변수들이 하나의 고유값만 가지고 있어서 상관관계가 없는 것 처럼 보인다.



In [None]:
corr_zero_cols = ['assessmentyear', 'storytypeid', 'pooltypeid2', 'pooltypeid7', 'pooltypeid10', 'poolcnt', 'decktypeid', 'buildingclasstypeid']
for col in corr_zero_cols:
    print(col, len(train_df_new[col].unique()))

상관관계가 높은 변수 파악하기

In [None]:
corr_df_sel = corr_df.loc[(corr_df['corr_values']>0.02) | (corr_df['corr_values'] < -0.01)]
corr_df_sel

In [None]:
cols_to_use = corr_df_sel.col_labels.tolist()

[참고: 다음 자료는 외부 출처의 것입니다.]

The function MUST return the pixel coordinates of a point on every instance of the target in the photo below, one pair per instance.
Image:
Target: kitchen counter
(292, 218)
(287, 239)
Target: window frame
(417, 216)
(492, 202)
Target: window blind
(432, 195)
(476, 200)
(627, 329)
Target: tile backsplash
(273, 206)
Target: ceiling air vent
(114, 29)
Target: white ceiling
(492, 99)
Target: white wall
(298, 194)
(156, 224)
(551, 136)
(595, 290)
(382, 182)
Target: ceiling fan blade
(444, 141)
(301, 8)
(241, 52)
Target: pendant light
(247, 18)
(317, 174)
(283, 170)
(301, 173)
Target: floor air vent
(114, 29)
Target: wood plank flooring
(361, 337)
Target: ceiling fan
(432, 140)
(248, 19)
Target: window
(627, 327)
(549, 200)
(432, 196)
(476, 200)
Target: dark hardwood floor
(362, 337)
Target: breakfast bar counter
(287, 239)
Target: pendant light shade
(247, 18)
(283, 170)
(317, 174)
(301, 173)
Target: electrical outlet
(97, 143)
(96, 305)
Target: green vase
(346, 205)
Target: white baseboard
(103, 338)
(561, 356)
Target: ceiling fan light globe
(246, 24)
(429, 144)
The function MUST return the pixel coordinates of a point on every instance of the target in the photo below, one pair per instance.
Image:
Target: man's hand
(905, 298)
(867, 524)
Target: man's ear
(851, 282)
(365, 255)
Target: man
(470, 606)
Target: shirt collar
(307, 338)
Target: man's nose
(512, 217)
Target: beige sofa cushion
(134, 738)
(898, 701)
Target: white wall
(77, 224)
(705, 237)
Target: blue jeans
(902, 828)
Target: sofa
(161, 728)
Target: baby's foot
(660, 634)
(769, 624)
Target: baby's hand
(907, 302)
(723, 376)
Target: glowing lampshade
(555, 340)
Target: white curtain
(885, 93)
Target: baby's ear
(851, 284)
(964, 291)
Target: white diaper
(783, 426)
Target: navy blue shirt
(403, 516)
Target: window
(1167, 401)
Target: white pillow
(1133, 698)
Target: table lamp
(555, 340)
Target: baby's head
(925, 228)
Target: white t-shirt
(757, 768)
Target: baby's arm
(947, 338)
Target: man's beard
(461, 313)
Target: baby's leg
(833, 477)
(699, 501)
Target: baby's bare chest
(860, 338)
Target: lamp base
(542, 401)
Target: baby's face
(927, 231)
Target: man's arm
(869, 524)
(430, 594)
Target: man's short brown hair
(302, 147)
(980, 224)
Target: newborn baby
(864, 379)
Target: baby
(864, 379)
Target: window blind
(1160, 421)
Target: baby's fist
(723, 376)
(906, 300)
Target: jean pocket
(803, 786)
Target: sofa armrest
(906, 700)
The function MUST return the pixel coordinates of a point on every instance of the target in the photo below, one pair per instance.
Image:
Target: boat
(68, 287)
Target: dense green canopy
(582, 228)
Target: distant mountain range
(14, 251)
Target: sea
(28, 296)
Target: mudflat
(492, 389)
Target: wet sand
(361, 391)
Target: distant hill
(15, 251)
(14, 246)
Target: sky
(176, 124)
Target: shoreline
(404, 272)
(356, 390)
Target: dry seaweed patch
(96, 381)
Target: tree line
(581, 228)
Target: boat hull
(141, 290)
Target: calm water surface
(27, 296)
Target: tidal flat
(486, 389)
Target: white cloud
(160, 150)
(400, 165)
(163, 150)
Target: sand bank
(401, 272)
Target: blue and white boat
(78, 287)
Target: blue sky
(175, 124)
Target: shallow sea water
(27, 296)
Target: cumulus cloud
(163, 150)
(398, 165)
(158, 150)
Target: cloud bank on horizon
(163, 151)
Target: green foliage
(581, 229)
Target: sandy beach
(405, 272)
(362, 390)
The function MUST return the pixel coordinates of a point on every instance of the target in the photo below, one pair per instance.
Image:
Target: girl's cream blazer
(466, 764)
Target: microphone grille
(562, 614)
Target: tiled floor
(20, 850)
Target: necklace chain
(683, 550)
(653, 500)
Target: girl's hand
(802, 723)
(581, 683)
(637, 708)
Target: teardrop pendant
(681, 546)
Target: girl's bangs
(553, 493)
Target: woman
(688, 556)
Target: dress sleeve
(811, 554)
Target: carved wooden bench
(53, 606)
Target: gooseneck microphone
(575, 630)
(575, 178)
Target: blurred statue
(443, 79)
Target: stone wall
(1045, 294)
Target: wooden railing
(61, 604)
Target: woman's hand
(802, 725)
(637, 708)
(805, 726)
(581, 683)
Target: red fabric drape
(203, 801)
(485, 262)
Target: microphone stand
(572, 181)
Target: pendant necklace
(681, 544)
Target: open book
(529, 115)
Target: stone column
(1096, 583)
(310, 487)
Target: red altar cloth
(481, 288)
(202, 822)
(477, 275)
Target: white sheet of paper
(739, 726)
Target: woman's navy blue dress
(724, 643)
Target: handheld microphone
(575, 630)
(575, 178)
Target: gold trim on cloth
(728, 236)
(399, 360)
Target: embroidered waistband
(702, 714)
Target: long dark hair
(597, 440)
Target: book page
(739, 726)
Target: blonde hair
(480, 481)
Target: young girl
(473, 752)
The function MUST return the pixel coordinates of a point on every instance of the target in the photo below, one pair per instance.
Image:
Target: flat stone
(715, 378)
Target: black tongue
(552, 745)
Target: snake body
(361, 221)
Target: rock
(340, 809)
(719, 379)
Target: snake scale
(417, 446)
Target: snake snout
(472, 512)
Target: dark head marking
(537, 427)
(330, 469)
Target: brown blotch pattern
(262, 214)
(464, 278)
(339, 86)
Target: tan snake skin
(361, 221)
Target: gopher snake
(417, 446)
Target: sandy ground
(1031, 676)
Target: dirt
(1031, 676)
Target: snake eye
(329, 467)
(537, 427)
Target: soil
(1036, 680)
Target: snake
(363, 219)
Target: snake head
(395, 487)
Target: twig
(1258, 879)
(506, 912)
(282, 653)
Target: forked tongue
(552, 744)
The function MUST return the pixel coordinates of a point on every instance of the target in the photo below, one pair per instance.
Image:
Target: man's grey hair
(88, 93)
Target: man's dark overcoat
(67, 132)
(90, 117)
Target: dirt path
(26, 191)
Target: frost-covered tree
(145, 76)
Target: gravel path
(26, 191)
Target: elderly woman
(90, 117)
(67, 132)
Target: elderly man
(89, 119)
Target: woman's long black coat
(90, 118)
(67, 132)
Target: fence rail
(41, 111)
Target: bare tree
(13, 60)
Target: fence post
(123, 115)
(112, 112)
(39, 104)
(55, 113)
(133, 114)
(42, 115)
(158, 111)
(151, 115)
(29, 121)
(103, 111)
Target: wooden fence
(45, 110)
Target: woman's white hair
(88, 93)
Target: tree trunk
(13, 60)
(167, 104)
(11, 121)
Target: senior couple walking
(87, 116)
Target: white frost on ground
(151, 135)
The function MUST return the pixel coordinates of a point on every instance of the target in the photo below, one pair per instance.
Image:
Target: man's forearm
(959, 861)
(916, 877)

temp_df = train_df[cols_to_use]
corrmat = temp_df.corr(method='spearman')
f, ax = plt.subplots(figsize=(8, 8))

# Draw the heatmap using seaborn
sns.heatmap(corrmat, vmax=1., square=True)
plt.title("Important variables correlation map", fontsize=15)
plt.show()

The important variables themselves are very highly correlated.! Let us now look at each of them.

**Finished SquareFeet 12:**

Let us seee how the finished square feet 12 varies with the log error.

In [None]:
col = "finishedsquarefeet12"
ulimit = np.percentile(train_df[col].values, 99.5)
llimit = np.percentile(train_df[col].values, 0.5)
train_df[col].loc[train_df[col]>ulimit] = ulimit
train_df[col].loc[train_df[col]<llimit] = llimit

plt.figure(figsize=(12,12))
sns.jointplot(x=train_df.finishedsquarefeet12.values, y=train_df.logerror.values, size=10, color=color[4])
plt.ylabel('Log Error', fontsize=12)
plt.xlabel('Finished Square Feet 12', fontsize=12)
plt.title("Finished square feet 12 Vs Log error", fontsize=15)
plt.show()


logerror는 finishedsquarefeet12가 증가함에 따라 error가 감소되는 형태를 보임

아마도 더 큰 집(평방피트가 큰)은 오류가 적으므로 예측하기 쉬운 것으로 보인다.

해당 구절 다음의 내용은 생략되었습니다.